Küreselleşmenin en iyi tanımlarından biri günümüzü zamanın ve mekanın sıkıştığı bir dönem olarak tarif eder. Bir çok şey aynı anda ve neredeyse aynı yerde gerçekleşir ve biz dünya vatandaşlarının önüne internet, televizyon, gazeteler ve dedikodular vasıtasıyla akar. Her ne kadar kendimiz büyük oranda seyirci olsak da, Youtube, Facebook, Twitter ve benzerleri her an her yerde olabilme duygusunu yaşamamızı sağlar.

Eğer Türkiye sınırlarında yaşıyorsanız zamanın ve mekanın sıkışmasını kat be kat daha yoğun yaşarsınız. İktidar partisini sarstığı söylenen yerel seçimleri, kabine değişikliği izlerken; henüz Mardin’de 44 kişinin neden öldüğünü anlayamadan Türkan Saylan’ın vefatı ve bir Cumhuriyetçi manifesto düşüverir önünüze. Güneydoğu’da açılımlar veya finansal krizin teğet geçip geçmediği gibi konular birbiri ardına gözünüzün önünden geçer ve kendinizi hızlı bir siyasal aksiyon filminin içinde bulursunuz.

Bütün bu sıkışma duygusu içerisinde insanların içlerine kapanmayı tercih etmeleri, gittikçe karmaşıklaşan dünyayı açıklamak için komplo teorilerine daha fazla itibar göstermeleri ya da yapışmadan akan giden televizyon şovlarını yaşamlarının eksenlerine koymaları şaşırtıcı olmaz. Hızlanan dünyanın bireyde yarattığı en büyük travma hiç birşeyin kontrol altında olmadığı duygusudur. Bu da bizi Ortega y Gasset’nin neredeyse 80 yıl önce uyardığı “dalgaların arasında sallanıp duran” kitlenin bir parçası haline getirir.

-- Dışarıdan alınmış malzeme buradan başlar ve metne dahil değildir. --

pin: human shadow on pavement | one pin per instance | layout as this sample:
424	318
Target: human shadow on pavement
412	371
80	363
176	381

Oysa yaşamın hızlı akışına karşı sahip olmamız gereken esas duruş, tutunabildiğimiz, zamanın ve mekanın ötesinde var olabilen bazı sütunlar; kendimize kerteriz alabileceğimiz bazı kişiler, mekanlar ve tarihler bulabilmektir. Bu açıdan, Türk siyasetinin içinde bulunduğu iddia edilen türbulans ya da boşluk; bizlerin kendilerine tutunacak bir dal arayışlarının doğrudan sonucudur ve biz değişmeden ya da dönüşmeden, siyasetin arzuladığımız siyaset olmasına olanak yoktur.